When a case is removed from state court to federal district court, “[a]ll injunctions, orders, and other proceedings had in such action prior to its removal shall remain in full force and effect until dissolved or modified by the district court.” 28 U.S.C. § 1450. These prior state court orders are not appealable federal orders absent some action by the federal court. See Concordia Partners, LLC v. Pick, 790 F.3d 277, 279-80 (1st Cir. 2015). Rather, § 1450 serves “merely to preserve the status quo in the removed case.” Id. at 279.
For the purposes of the appeal, the First Circuit accepted that the federal trial court had denied a motion for reconsideration rather than a motion to compel arbitration.

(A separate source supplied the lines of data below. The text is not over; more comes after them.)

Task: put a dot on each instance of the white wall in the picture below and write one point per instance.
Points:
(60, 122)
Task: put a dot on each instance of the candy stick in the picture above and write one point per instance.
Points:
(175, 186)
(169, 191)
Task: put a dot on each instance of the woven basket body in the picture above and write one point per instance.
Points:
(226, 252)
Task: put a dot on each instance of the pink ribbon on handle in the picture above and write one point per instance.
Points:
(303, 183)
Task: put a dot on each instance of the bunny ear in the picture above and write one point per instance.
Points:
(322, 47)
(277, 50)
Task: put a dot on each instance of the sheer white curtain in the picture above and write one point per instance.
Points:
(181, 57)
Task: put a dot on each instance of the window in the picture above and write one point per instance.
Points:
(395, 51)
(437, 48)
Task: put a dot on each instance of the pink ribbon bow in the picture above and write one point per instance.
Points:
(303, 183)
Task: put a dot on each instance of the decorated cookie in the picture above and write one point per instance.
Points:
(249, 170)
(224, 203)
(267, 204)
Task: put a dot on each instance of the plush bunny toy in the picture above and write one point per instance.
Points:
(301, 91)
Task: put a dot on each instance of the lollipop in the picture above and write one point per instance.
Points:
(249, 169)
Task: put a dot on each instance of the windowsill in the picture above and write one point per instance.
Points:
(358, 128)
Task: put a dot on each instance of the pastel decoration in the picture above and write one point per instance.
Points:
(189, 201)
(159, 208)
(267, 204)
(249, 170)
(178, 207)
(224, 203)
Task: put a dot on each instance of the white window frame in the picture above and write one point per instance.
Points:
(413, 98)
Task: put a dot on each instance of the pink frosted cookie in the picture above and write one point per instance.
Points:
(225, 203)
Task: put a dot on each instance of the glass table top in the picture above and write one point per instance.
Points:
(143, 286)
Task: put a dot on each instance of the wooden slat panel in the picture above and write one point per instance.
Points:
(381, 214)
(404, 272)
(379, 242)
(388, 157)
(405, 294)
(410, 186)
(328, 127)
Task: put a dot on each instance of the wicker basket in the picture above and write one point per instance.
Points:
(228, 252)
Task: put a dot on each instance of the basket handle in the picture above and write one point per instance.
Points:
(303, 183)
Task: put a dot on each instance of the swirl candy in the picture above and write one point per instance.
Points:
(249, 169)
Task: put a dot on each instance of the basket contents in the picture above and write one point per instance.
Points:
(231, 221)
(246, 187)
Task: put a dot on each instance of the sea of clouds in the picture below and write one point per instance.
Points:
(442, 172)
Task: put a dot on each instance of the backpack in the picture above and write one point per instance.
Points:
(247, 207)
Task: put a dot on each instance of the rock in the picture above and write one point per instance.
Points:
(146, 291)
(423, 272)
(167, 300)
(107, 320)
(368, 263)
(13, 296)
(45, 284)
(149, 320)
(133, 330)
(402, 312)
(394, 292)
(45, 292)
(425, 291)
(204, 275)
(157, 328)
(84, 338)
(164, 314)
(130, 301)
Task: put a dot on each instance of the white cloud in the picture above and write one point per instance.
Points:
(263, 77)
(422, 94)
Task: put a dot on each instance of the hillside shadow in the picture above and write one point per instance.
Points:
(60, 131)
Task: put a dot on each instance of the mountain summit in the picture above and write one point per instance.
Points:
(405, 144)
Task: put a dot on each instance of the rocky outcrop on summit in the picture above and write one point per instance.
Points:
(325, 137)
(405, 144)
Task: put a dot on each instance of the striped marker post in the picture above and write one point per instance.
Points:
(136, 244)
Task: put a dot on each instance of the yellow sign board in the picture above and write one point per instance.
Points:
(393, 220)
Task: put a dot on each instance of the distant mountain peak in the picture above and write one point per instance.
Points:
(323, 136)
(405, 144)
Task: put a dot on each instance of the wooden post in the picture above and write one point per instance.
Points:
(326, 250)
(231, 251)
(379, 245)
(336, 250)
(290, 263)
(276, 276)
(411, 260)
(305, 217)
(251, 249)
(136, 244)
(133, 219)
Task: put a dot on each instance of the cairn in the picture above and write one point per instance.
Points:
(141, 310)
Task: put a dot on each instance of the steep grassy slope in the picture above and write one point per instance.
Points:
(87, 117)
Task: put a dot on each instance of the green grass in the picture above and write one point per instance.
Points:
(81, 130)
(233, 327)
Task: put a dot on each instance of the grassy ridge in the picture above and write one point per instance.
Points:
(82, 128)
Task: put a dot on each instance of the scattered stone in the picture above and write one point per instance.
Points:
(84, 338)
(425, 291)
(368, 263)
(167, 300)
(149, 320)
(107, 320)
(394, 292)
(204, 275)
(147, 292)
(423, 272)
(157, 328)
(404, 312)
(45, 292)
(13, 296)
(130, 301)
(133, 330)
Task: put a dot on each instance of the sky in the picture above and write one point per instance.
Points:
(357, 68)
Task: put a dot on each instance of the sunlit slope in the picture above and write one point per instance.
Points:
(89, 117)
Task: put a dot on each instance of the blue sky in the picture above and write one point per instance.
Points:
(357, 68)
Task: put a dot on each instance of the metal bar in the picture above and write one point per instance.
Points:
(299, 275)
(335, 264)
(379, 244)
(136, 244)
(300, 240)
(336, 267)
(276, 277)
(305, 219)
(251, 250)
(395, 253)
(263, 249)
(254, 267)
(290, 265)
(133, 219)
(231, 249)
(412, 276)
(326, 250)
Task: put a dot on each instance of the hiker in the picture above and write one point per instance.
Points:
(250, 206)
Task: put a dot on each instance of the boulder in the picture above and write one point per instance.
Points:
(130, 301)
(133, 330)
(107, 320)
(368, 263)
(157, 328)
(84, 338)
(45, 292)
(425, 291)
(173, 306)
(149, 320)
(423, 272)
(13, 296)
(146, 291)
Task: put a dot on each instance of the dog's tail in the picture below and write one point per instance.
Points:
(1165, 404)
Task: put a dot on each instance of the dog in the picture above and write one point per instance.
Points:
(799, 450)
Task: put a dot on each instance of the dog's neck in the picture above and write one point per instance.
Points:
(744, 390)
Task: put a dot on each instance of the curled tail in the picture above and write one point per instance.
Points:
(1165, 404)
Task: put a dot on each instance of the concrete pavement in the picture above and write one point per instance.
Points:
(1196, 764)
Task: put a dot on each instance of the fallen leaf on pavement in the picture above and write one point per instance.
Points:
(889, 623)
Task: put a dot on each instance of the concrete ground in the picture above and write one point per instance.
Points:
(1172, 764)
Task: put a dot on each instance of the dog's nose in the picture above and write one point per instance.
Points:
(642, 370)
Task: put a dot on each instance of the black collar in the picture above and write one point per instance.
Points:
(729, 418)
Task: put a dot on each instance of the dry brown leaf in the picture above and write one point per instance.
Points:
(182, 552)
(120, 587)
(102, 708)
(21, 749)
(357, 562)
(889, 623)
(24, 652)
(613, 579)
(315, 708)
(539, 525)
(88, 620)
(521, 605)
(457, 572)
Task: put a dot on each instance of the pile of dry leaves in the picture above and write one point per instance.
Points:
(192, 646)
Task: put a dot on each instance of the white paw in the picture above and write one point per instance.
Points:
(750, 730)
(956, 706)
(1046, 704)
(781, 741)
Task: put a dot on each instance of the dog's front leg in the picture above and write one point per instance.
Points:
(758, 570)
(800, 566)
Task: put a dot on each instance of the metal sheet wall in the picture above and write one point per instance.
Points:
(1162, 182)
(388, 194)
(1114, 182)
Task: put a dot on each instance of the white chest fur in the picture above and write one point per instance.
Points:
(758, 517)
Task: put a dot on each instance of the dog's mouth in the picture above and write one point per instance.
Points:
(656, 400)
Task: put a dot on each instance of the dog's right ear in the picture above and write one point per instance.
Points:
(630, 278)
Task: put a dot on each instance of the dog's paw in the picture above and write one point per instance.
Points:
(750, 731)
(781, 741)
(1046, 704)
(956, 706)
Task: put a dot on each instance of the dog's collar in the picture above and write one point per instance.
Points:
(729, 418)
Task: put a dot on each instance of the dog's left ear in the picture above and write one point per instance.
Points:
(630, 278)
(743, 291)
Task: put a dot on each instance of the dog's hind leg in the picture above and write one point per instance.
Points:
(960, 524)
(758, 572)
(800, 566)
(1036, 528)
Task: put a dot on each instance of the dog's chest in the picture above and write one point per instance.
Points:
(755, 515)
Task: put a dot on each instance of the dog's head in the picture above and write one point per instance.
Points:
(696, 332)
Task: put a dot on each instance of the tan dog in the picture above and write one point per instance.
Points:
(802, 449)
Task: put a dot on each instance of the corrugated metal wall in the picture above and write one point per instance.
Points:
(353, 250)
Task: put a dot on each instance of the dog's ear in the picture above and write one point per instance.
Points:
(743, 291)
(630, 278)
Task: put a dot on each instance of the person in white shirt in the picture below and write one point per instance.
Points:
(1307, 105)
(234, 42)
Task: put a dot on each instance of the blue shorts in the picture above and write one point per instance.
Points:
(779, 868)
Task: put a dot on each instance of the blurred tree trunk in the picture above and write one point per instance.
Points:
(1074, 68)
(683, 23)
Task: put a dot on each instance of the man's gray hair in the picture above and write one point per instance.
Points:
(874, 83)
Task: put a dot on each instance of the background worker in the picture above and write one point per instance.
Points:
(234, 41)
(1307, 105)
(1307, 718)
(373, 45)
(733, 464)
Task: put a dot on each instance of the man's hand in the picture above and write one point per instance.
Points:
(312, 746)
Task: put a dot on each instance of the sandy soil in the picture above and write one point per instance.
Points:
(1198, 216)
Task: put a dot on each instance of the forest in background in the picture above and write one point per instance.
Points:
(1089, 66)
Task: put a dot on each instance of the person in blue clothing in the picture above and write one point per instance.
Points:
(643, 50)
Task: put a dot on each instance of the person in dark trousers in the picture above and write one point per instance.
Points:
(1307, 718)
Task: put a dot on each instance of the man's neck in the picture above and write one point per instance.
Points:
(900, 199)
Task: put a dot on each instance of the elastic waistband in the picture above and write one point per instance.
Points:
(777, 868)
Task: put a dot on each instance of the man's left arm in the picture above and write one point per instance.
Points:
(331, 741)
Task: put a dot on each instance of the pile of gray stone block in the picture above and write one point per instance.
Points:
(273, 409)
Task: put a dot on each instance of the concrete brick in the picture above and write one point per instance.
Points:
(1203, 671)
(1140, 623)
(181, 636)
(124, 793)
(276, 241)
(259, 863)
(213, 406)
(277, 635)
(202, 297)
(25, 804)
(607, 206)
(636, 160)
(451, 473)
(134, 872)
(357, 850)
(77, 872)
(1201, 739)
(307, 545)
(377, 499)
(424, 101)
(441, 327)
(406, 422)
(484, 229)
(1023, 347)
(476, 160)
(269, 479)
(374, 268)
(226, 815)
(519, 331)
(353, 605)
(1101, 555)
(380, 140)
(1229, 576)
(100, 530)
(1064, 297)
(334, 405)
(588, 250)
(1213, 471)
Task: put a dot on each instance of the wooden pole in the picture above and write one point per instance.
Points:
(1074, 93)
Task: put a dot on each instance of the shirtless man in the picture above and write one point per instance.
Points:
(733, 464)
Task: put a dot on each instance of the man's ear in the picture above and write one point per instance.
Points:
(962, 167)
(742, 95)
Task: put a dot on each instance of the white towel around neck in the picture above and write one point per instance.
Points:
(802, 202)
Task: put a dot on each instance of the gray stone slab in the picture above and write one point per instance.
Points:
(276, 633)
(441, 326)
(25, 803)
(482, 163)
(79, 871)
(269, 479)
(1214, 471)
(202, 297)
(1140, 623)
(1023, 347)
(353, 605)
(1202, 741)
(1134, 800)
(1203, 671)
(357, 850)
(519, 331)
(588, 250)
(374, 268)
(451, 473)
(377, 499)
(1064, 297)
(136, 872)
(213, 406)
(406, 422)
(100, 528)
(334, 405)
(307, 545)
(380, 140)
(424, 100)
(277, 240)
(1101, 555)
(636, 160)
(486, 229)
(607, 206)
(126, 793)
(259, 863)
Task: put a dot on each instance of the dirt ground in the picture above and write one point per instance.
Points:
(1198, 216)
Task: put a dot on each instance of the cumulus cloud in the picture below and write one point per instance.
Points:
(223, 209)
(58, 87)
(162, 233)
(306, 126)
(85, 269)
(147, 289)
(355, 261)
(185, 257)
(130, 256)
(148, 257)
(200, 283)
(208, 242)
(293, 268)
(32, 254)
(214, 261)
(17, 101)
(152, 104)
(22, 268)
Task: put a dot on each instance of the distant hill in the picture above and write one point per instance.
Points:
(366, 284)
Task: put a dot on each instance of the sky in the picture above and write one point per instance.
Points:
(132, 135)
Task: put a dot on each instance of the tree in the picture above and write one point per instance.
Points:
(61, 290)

Viewed in this context, the Court concluded that the denial order was not a final decision and not within an exception that would permit interlocutory review.
The Court reasoned that “at least absent some newly available evidence, law, or a new stage of the proceedings, orders denying [untimely] motions for reconsideration of . . . appealable interlocutory order[s] are generally not themselves appealable.” Marie v. Allied Home Mortg. Corp., 402 F.3d 1, 8 n.4 (1st Cir. 2005). Here, the First Circuit determined that the motion for reconsideration was not based on newly available evidence or law, and the case remained at the same stage of the proceedings as when the motion was denied. Id. at 8 n.4.
Nevertheless, the First Circuit recognized that reconsideration can also be warranted for a “manifest error of law” and that the debt collector here also argued that the state court’s denial of its motion to compel arbitration contained a “manifest error of law.”
However, the Court held that the debt collector did not persuasively argue that merely asserting a “manifest error of law” can provide a basis for appellate jurisdiction in the way that asserting “newly available evidence[] [or] law” can. See United States v. Zannino, 895 F.2d 1, 17 (1st Cir. 1990); see also Cozza v. Network Assocs., Inc., 362 F.3d 12, 15–16 (1st Cir. 2004).
Accordingly, the First Circuit dismissed the appeal, holding that this was an improper interlocutory appeal.